The industry also is a significant global marketplace. The Broward County Foreign Trade Zone Board and Fort Lauderdale’s FTZ No. 241 in 2016 collaborated to create a 13-site foreign trade subzone in Fort Lauderdale dedicated to the recreational boating industry. This designation allows marinas, marine supply stores and boatyards to defer, reduce or eliminate duties on foreign products and shields them from duties by U.S. Customs and Border Protection.

“We’re the pier of North America, connecting our marine industry to the Bahamas, Latin America and Europe,” says Philip Purcell, CEO of the Marine Industries Association of South Florida. “The boating industry is the subconscious backdrop to people who say, ‘I want to live here.’”

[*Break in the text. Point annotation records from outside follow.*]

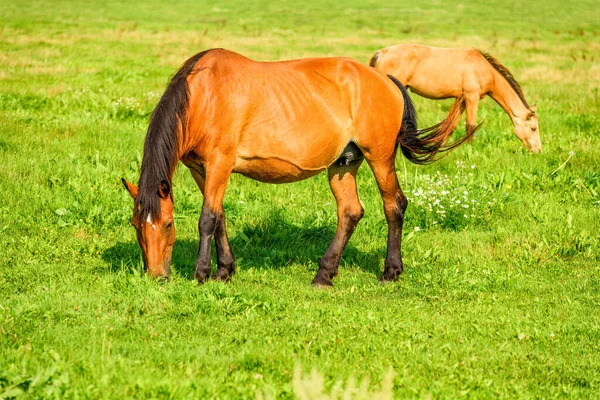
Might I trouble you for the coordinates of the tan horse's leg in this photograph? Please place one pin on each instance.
(394, 206)
(342, 180)
(471, 104)
(225, 257)
(212, 222)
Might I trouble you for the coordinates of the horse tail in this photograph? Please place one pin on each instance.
(374, 59)
(424, 146)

“Salty Jobs” Spotlights Marine Careers
As the director of development for the Marine Industries Association of South Florida, Sean Smith would visit area high schools and ask students what they knew about jobs in the marine industry. He mostly got blank stares. Surprised, Smith, 30, set about changing that reaction.

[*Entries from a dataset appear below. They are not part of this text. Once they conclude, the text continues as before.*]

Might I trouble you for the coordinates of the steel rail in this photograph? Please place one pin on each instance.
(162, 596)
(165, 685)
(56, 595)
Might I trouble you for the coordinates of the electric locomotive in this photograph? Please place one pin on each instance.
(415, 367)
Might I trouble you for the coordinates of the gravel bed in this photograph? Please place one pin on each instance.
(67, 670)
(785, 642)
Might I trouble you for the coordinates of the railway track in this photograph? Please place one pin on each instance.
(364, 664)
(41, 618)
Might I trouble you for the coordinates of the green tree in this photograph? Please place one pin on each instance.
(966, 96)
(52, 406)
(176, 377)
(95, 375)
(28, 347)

After all, starting salaries of welders, diesel mechanics, painters, electricians and other marine tradesmen outpace those of many graduates from four-year schools, and wages are about 28% higher than the state average.

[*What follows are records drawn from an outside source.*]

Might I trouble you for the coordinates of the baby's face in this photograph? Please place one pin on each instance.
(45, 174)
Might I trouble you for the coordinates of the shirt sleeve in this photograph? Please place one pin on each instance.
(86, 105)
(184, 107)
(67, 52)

Realizing that millennials like him were drawn to video, Smith decided to try to capture their attention and imaginations. And “Salty Jobs” was born. It’s similar to “Dirty Jobs," Mike Rowe’s show that explores jobs few know about outside the respective industries.

Today, Smith and his team produce short videos profiling careers and daily lives of marine industry tradesmen. What once were blank stares from kids who stigmatized the marine trades now are eyes open to possibilities. “Suddenly you start to paint a career path they can visualize.”